From the Winnipeg Jets, the Rangers drafted Jaroslav Halak for a 1 year contract for $1.55M. This is a great deal with Halak as the Rangers need a backup who is stable and seasoned, which Halak is. Boasting a .916 overall save percentage, Halak is clearly skilled enough to join Shesterkin’s goalie tandem and provide much needed depth in the Rangers goalie lineup. And with a .919 playoff save percentage, having Halak on backup during the playoffs would prove useful to the Rangers if we can clinch a spot once again.
From the Pittsburgh Penguins, the Rangers contracted Louis Domingue to 2 years and $775K AAV. The goaltender, often nicknamed “Chef Domingue” after an interview with a reporter in the 2022 playoffs when the French Canadian boasted that he cooks his own pre and during-game meals, is a bit less in caliber and skill than Halak but provides much needed comfort and safety within the crease. Domingue has a current .905 save percentage but set a record during his time with the Coyotes for wins by a rookie goalie and was named NHL Rookie of the Month in January 2016, going 6-3-2 with a 2.20 GAA and .925 save percentage. Thus demonstrating that Domingue is a great backup goalie, proved by his performance in the playoffs this season, and was a great choice by the Rangers this free agency.

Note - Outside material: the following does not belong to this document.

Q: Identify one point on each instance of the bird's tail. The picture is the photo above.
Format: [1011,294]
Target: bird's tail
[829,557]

From the Carolina Hurricanes, Vincent Trochek will provide the Rangers with much needed center depth for 7 years at $5.625M AAV. Trocheck has been with the Canes for 2 years and put up good numbers with them, scoring an average of 28 goals and 47 assists over his time with them. He’s not a fantastic goal-scorer but he is a great assister and can clearly back up the major Rangers goal-scorers like Chris Kreider, Mika Zibanejad, and Artemi Panarin. Trocheck will be extremely useful to the Rangers and it is a very exciting prospect to have a center depth player like him for 7 years.
From the Calgary Flames, the Rangers got Ryan Carpenter for 1 year and $750K. Putting up only 26 goals and 45 assists in his career so far, Carpenter doesn’t have much to his name, but that doesn’t mean the Rangers isn’t a good stepping stone for the center. The forward played for Worcester in 2014-15 and almost all of 2015-16 with San Jose of the AHL and made his NHL debut for the Sharks against the Minnesota Wild on Dec. 12, 2015. Carpenter got an 11-game recall in 2016-17 and scored his first NHL goal against the Los Angeles Kings on Nov. 30, 2016. He could be a power forward and provide some added center depth if needed, but I don’t expect to see him in the top lines.
Ryan Strome & Frank Vatrano
Everyone’s favorite empty net misser, Ryan Strome, has been shipped off to Anaheim along with Frank Vatrano. The latter, in my opinion, should have stayed with the Rangers due to his clear influence and outstanding performance within the Rangers lineup. Vatrano is too good for Anaheim and will seem out of place within their playing style. However, Strome will fit right in and it will be interesting to see how the two ex-Rangers fair in California. Vatrano’s presence will be missed in New York as he is set to be in Anaheim for 3 years, Strome for 5.
The rest of the Rangers lineup that was traded was too insignificant to mention in my opinion, yet I believe that the Rangers made overall good decisions on free agency day. Only time will tell if the picks were actually beneficial to the team’s overall performance.